Wednesday, April 2, 2008

Odds and Ends

A friend wrote that her father just finished cracking and shelling out 257 lbs. of walnuts! My goodness, is that before shelling or finished meats? I presume he sells them, or the family must be eating them at every meal!

I've taken several hikes out to my little "baby forest" wilderness area recently, with visitors (pretty much the only time I make time to get out there), to look at my baby black walnut trees that I planted from seed the first year we bought the farm ground. We planted pecans, too, but they haven't had any nuts yet. The largest black walnut had ONE nut on it two years ago...last year most the walnut crop in the area succumbed to the long hard freeze in April. Hopefully this year will be much better for fruits and nuts. There is also a larger, but still young, black walnut tree on the new property, so maybe we'll have a crop from it. It has grown up in the shade of a huge scraggly Siberian elm, beginning about the time we bought the house. This year or next our skilled tree-trimmer friend will remove the brittle elm, giving the walnut room to grow taller and straighter. Also, this will remove the elm's threat to our electrical lines...the elm is at least 50 feet tall, and only 30 feet from the aerial lines leading into our house, so it looks like just a matter of time before some storm renders us powerless for a week or two (guessing that the farm would be a low priority in cleaning up after a widespread storm).

I also have a Carpathian (English type) walnut tree that has done very well...except the squirrels strip it clean right before the nuts are ripe. Hopefully now that I own them we'll be able to trim back the trees that the squirrels use as an aerial highway to raid the Carpathian walnut. My apricot tree is starting to bloom its lovely pink flowers; hopefully the squirrels will leave us some fruit this year if it escapes the frost.

At least we have the bees to pollinate the fruit trees, safe in their hive. Although the hive that the beekeeper brought last year died over the winter, the wild colony that he captured by the farm driveway last summer survived, and we see them busy about the farm on warm spring days. Luna (the younger Border Collie) has taken up the hobby of hunting and biting bees, so we'll be keeping her more confined for their safety (she, however, is deliberately earning every sting she gets, so I'm not so concerned on her behalf!).

The first turnip seeds are up as of a couple days ago...I was beginning to despair. Usually they spring right up, but these took more than two weeks to germinate. Apparently even though there have been a lot of warm days, it isn't that long since we had snow blanketing the ground.

We planted our first potatoes yesterday. Two seasons ago, a variety we ordered was sold out, and the company sent a substitute--Pink Wink--that wasn't in the catalog.

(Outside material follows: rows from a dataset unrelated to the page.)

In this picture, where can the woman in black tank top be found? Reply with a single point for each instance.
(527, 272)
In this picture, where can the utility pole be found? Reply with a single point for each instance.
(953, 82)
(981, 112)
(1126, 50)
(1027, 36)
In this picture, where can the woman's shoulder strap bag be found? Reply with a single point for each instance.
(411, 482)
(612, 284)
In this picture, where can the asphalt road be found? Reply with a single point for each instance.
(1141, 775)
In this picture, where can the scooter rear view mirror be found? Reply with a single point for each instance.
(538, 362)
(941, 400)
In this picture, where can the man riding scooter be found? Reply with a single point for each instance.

It turned out to be fantastic, so we tried to order it last year...not available. Luckily, a few small tubers had been left in the ground, and a few more had been abandoned in the bottom of the kitchen refrigerator. These all grew beautifully, yielding a bucket of nice potatoes. I wisely saved them for planting this spring. Even though the bucket froze in the garage (even the eggs in the fridge in the garage froze, it was so cold so long!), about half of the tubers resisted the cold and are now sprouting. I like veggies that can withstand my insensitive handling! I inquired about Pink Wink from the seed potato company this year...they lost their crop entirely so it won't be available from them for several years. I hope I can keep mine going and healthy that long! I'm planting them in different places at different times, hoping to increase my chances of success.

1 comment:

Joe said...

Ahhh....the coming of spring.

As for the black walnuts, I remember growing up on the farm making money by gathering them in fall. It didn't take anytime to get a couple of pick-up truck loads.

Walnuts trees seem to run in a 2-year cycle. One year you'll get a bumper crop and the next year, nothing.